Он поперхнулся в темноте или засмеялся.
– Меня полюбили? – спросил он. – Как же это вы?..
– Сама не знаю, – легко сказала Анюта. – Сама еще не понимаю, как это у меня получилось. Музыку услыхала, когда вы играли ночью… И вот пришла. Больше ничего не знаю. А почему вы так недоверчиво слушаете меня, если я сама к вам пришла?
– Никто еще меня не любил, вот оттого, наверное, мне и невозможно поверить. Так все необыкновенно. Да и как же такого можно полюбить? Да я и не гожусь…
– Для любви каждый человек годится. Полюби его, вот он и пригож.
И снова он засмеялся. Теперь уже Анюта ясно услыхала – смеется, сам еще не доверяя неведомой своей радости. Так, смеясь и торжествуя, он и сказал:
– Ну вот, а вы говорите, что сказок не бывает.
Теперь Анюта вдруг поняла, что надо сделать. Надо хотя бы подойти к нему поближе, но оказалось, что он уже сам подошел и стоит почти перед ней. Тогда она протянула руки и положила их на его плечи и с радостью поняла, что он ждал, когда она сделает именно это, потому что он взял ее руки, снял со своих плеч и поцеловал. Сначала одну, потом другую. Поцеловал и снова положил их на свои плечи так уверенно, словно им тут и место. А она повторяла все одно и то же:
– Да как же это, милый мой… Да как же это…
15Потом было мгновение. Как головой в воду: страх, восторг, горячее тело, обожженное глубинной стужей, зеленая, переходящая в черноту бездна, жуткое желание проникнуть в глубину и в то же время стремление вырваться из нее, вернуться к жизни. Все это показалось Анюте мгновением. А потом ей показалось, будто ее выбросило на берег, и она, ошеломленная, лежит на песке, одна, в темноте, и хочет понять, что же это с ней было, и ничего не может понять.

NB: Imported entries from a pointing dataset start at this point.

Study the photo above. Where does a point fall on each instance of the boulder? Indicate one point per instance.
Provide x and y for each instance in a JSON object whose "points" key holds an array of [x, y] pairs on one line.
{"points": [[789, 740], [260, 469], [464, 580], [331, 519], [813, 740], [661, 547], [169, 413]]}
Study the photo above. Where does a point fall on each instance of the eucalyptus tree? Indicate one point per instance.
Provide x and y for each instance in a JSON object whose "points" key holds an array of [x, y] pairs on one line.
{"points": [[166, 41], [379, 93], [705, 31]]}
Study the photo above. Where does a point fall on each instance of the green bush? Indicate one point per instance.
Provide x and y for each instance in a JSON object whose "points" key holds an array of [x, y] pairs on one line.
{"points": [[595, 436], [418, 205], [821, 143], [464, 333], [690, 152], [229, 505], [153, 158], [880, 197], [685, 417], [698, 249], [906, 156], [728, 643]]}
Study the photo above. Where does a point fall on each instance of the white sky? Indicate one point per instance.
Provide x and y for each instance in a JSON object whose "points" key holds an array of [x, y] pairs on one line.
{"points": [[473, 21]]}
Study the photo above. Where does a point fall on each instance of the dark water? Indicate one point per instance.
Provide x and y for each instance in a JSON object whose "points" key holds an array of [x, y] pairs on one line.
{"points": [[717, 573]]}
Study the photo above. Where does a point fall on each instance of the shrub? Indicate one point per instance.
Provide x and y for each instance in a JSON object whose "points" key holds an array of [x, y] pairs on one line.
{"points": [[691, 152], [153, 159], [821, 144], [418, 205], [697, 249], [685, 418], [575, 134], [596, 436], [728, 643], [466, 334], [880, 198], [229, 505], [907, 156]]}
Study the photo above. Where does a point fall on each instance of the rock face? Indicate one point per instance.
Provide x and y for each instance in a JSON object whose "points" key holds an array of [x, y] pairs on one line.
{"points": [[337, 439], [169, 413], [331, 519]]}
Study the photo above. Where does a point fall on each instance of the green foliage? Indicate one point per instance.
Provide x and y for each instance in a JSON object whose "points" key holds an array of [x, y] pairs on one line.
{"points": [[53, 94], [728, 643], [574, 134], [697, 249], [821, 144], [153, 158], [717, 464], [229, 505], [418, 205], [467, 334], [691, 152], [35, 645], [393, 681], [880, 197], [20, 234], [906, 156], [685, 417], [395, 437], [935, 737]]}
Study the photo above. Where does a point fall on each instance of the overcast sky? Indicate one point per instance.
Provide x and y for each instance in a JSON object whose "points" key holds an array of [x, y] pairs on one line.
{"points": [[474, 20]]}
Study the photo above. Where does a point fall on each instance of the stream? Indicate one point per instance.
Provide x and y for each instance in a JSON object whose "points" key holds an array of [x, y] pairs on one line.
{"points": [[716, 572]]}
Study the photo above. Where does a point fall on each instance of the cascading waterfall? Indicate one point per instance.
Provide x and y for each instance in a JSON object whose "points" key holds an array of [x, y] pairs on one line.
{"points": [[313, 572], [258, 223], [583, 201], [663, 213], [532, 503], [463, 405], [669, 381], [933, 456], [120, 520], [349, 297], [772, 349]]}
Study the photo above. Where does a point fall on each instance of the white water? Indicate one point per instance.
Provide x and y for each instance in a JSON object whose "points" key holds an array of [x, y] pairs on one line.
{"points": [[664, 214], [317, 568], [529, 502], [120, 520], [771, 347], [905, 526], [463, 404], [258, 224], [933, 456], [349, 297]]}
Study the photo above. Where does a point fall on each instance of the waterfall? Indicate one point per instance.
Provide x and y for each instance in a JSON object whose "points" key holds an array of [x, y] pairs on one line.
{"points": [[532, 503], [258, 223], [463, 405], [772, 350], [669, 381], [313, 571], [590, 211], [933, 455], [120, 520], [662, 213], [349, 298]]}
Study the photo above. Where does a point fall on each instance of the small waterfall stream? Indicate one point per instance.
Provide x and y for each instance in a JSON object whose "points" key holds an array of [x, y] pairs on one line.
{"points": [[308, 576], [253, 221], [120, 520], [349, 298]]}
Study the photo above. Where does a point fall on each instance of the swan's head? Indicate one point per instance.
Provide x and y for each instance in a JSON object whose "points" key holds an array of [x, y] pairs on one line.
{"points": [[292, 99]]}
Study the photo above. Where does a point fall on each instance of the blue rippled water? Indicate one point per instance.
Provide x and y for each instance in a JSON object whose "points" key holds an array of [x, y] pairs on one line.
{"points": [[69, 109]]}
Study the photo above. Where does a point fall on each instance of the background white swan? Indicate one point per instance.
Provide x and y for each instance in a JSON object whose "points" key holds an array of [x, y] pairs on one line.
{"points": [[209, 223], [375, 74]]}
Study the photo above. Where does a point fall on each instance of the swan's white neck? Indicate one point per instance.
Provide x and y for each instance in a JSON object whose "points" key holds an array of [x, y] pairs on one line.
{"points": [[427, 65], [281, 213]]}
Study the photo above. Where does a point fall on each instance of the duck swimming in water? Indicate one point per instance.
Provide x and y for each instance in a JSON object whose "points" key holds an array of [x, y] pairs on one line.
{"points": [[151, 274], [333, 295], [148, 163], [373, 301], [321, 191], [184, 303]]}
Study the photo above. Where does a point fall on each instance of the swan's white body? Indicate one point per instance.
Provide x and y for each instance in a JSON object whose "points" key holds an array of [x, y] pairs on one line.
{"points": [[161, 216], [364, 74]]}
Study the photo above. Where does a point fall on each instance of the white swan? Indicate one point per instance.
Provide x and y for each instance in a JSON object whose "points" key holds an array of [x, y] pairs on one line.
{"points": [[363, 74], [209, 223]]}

– Ну, а теперь что? – спросила Анюта.
Куликов ничего не ответил, он спал крепко и безмятежно, как младенец. Была глубокая ночь – первая ночь Анютиной любви. Она сидела на постели у ног спящего Куликова. В темноте мутно желтели занавеси на окне, и по ним бродили лунные отсветы, неопределенные, как мысли только что проснувшегося.
Она и не ждала от него никакого ответа, потому что спросила сама у себя. Подумала и так же сама себе посоветовала:
– Пойду-ка я домой.
Стараясь не шуметь, оделась, но тут же вспомнила, что не сможет уйти, не разбудив Куликова: надо же запереть дверь, а он дышал так спокойно и глубоко, что будить было жалко.
Когда она все-таки разбудила его, он долго не мог понять, чего от него хотят, сидел в постели и повторял, зевая и вздрагивая со сна:
– Я сейчас… сейчас…
И только в дверях, когда Анюта уже вышла на крыльцо, он вдруг все вспомнил:
– Как же так? Ты уже уходишь? А может быть, тебя и не было?.. Все, как во сне. – И вдруг засмеялся, как тогда, в темном коридоре, и так же торжествующе проговорил: – Все вспомнил: принцесса с кирпичного завода.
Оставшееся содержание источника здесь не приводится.